SE2496: Epic and Saga

School English Literature
Department Code ENCAP
Module Code SE2496
External Subject Code 100319
Number of Credits 20
Level L6
Language of Delivery English
Module Leader Professor Carl Phelpstead
Semester Autumn Semester
Academic Year 2018/9

Outline Description of Module

This module introduces students to the heroic world of medieval epic and saga through a selection of medieval texts read in modern English translations. The first half of the module will be devoted to Seamus Heaney’s translation of the Anglo-Saxon poem Beowulf, the most celebrated surviving text written in Old English. The second half of the module will focus on texts which were originally written in languages related to Old English (Old Norse and Old High German) and which draw on shared legendary traditions of monster-slaying heroes and warriors’ divided loyalties: the short German heroic lay known as the Hildebrandslied and three Icelandic legendary sagas. Paying due attention to the texts’ historical and literary contexts (including the transition from oral to literary culture), the module will focus on comparing and contrasting the treatment of related subject matter across different literatures, different centuries, and different genres (epic poetry, heroic lay, and prose saga). Topics discussed will also include issues relating to the study of literature in translation and aspects of the post-medieval reception of the texts. In line with the comparative ethos of the module, the assessed essay questions will require students to write on at least two of the set texts.

On completion of the module a student should be able to

  • Demonstrate close familiarity with two or more texts studied on the module
  • Discuss selected examples of medieval epic and saga in ways appropriately informed by historical and literary context
  • Demonstrate knowledge of relevant aspects of heroic society and literature
  • Understand issues relating to the study of texts in translation
  • Understand how the post-medieval reception of medieval epic and saga, including academic scholarship devoted to them, has been shaped by politics and ideology

How the module will be delivered

The module will be taught in two one-hour lectures and one one-hour seminar for each seminar group each week.
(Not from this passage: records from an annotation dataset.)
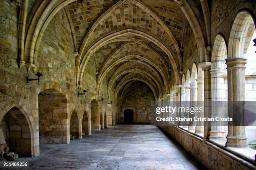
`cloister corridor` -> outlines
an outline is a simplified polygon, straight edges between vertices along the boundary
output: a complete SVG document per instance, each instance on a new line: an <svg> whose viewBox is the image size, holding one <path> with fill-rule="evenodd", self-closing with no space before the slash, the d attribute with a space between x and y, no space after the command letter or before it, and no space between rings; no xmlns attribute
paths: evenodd
<svg viewBox="0 0 256 170"><path fill-rule="evenodd" d="M117 125L69 144L40 145L40 155L19 158L37 170L205 170L155 126ZM67 169L66 169L67 168Z"/></svg>

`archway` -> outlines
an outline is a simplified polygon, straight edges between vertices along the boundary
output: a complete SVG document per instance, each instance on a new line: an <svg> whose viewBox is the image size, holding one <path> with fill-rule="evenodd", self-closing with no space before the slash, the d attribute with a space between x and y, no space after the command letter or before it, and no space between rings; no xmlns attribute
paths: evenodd
<svg viewBox="0 0 256 170"><path fill-rule="evenodd" d="M228 100L255 101L256 89L256 41L255 20L248 11L239 12L234 19L228 42ZM230 75L232 75L230 76ZM239 95L236 95L236 94ZM248 110L249 109L248 109ZM247 112L246 108L245 112ZM236 118L236 110L229 110L228 115ZM253 126L229 127L226 146L256 146L256 128ZM235 134L235 135L234 135ZM240 140L243 138L243 140Z"/></svg>
<svg viewBox="0 0 256 170"><path fill-rule="evenodd" d="M115 115L114 112L112 112L112 125L115 125Z"/></svg>
<svg viewBox="0 0 256 170"><path fill-rule="evenodd" d="M100 129L104 129L104 122L103 119L103 116L102 115L102 112L100 112Z"/></svg>
<svg viewBox="0 0 256 170"><path fill-rule="evenodd" d="M38 99L40 143L67 143L67 98L59 91L48 89Z"/></svg>
<svg viewBox="0 0 256 170"><path fill-rule="evenodd" d="M95 99L91 102L91 122L92 131L100 130L100 113L99 104Z"/></svg>
<svg viewBox="0 0 256 170"><path fill-rule="evenodd" d="M125 124L133 123L133 110L125 109L124 110L124 122Z"/></svg>
<svg viewBox="0 0 256 170"><path fill-rule="evenodd" d="M84 111L82 122L82 132L84 132L86 135L89 135L89 130L90 126L88 115L87 112Z"/></svg>
<svg viewBox="0 0 256 170"><path fill-rule="evenodd" d="M108 127L108 119L107 118L107 113L105 112L104 113L104 127L105 128Z"/></svg>
<svg viewBox="0 0 256 170"><path fill-rule="evenodd" d="M74 110L72 112L70 117L70 134L71 135L74 136L75 138L79 139L80 138L80 132L79 132L79 120L78 115L77 112Z"/></svg>
<svg viewBox="0 0 256 170"><path fill-rule="evenodd" d="M7 144L9 152L18 154L20 157L31 157L31 130L25 115L18 108L13 107L1 121L0 144Z"/></svg>

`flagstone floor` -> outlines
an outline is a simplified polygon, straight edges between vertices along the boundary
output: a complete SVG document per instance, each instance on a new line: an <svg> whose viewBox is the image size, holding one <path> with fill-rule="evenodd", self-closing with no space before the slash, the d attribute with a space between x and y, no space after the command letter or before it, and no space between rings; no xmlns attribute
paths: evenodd
<svg viewBox="0 0 256 170"><path fill-rule="evenodd" d="M29 169L206 169L151 125L118 125L69 144L42 145L40 156L18 160L25 160Z"/></svg>

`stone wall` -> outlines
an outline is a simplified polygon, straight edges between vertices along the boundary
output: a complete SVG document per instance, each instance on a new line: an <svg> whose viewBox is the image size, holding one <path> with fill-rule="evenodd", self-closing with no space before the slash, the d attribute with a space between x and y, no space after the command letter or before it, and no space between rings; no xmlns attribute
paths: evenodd
<svg viewBox="0 0 256 170"><path fill-rule="evenodd" d="M146 84L135 81L131 85L120 104L120 117L123 118L124 110L133 110L134 123L150 123L149 110L154 100L150 88Z"/></svg>
<svg viewBox="0 0 256 170"><path fill-rule="evenodd" d="M39 141L44 143L67 142L67 100L55 90L38 95Z"/></svg>
<svg viewBox="0 0 256 170"><path fill-rule="evenodd" d="M250 163L179 128L172 125L161 128L209 170L253 169Z"/></svg>
<svg viewBox="0 0 256 170"><path fill-rule="evenodd" d="M18 109L14 108L5 115L0 124L4 140L11 152L20 157L31 156L31 137L26 118Z"/></svg>
<svg viewBox="0 0 256 170"><path fill-rule="evenodd" d="M34 2L30 1L29 3L34 4ZM27 83L27 77L36 77L32 69L28 71L26 67L19 68L18 65L18 7L10 0L0 0L0 120L13 107L20 110L31 127L31 155L36 156L40 153L38 95L44 90L54 89L67 99L64 113L67 115L67 123L65 123L67 128L64 129L66 130L66 143L68 143L70 127L68 120L70 120L73 110L77 110L79 123L82 122L83 115L86 111L90 125L90 102L97 99L96 75L95 70L93 70L95 67L90 65L92 64L92 62L88 62L83 84L83 88L88 89L88 92L85 97L78 96L78 91L81 92L83 89L78 90L76 88L74 42L66 12L62 9L49 23L41 42L37 66L37 71L44 75L40 78L40 85L38 86L35 81ZM106 88L106 81L102 86ZM106 100L100 108L104 112L106 110ZM54 110L58 110L56 108ZM108 118L109 120L112 119L111 113L108 116L110 117ZM82 126L80 125L81 138ZM89 127L88 133L90 134ZM62 128L59 126L58 128Z"/></svg>

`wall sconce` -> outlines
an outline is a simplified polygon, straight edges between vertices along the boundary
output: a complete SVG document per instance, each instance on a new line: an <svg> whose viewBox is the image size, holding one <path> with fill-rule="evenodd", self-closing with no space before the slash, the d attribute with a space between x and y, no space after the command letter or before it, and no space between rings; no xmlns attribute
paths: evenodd
<svg viewBox="0 0 256 170"><path fill-rule="evenodd" d="M103 102L103 98L101 98L101 100L98 100L98 102Z"/></svg>
<svg viewBox="0 0 256 170"><path fill-rule="evenodd" d="M87 90L83 90L83 92L84 92L84 93L79 93L79 91L78 91L78 96L79 96L79 95L84 95L84 97L85 97L85 95L86 94L86 92L87 92Z"/></svg>
<svg viewBox="0 0 256 170"><path fill-rule="evenodd" d="M40 81L40 77L43 75L42 74L41 74L40 72L37 72L37 73L35 75L37 76L38 78L28 78L28 77L27 77L27 83L28 83L28 82L30 81L35 81L38 80L38 85L39 85L39 82Z"/></svg>

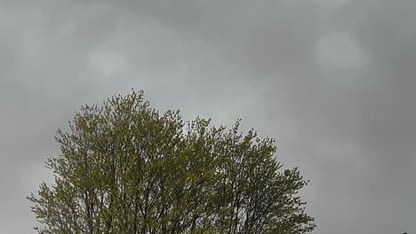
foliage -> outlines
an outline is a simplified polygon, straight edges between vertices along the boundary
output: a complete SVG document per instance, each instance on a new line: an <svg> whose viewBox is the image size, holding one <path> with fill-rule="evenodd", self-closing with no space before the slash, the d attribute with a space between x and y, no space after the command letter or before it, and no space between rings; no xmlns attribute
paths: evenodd
<svg viewBox="0 0 416 234"><path fill-rule="evenodd" d="M143 92L84 105L58 130L54 175L28 199L42 234L306 233L315 228L270 138L209 120L184 122Z"/></svg>

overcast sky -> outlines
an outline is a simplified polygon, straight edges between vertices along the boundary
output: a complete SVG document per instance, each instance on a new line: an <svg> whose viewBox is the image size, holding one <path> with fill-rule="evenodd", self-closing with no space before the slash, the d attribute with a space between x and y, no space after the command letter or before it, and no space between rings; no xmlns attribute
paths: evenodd
<svg viewBox="0 0 416 234"><path fill-rule="evenodd" d="M0 0L0 232L85 103L131 88L161 110L276 139L319 234L416 233L416 1Z"/></svg>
The lectures will cover historical and literary contexts as well as analysis of the set texts and will make some reference to the texts’ post-medieval reception. Seminar discussions will focus on close textual analysis (including issues relating to the study of literature in translation), essay preparation, and comparative topics.

Skills that will be practised and developed

  • Close textual analysis
  • Comparative analysis of literary texts
  • Relation of texts to appropriate historical and literary contexts
  • Construction and writing of a critical essay informed by appropriate knowledge of the texts and secondary literature

How the module will be assessed

Essay (100%) - 3200 words

Assessment Breakdown

Type % Title Duration(hrs)
Written Assessment 100 Essay N/A

Syllabus content

Week 1: Introductory

Weeks 2–5: Beowulf

Weeks 6–7: The Saga of the Volsungs

Week 8: The Saga of King Hrolf Kraki

Week 9: The Hildebrandslied and The Saga of Ásmundr, Killer of Champions

Week 10: Module conclusion, comparative topics, and assessed essay advice

Essential Reading and Resource List

Primary texts in order studied:

Heaney, Seamus, trans., and Daniel Donoghue, ed., Beowulf: A Verse Translation (London: Norton Critical Editions, 2002)

Byock, Jesse, trans., The Saga of the Volsungs (London: Penguin Classics, 1999)

Byock, Jesse, trans., The Saga of King Hrolf Kraki (London: Penguin Classics, 1998)

Finlay, Alison, trans., The Saga of Ásmundr, Killer of Champions in Making History: Essays on the Fornaldarsögur, ed. by Martin Arnold and Alison Finlay (London: Viking Society, 2010), pp. 119–39. Freely available online at http://vsnrweb-publications.org.uk/

A translation of the Hildebrandslied will be provided to students as a handout.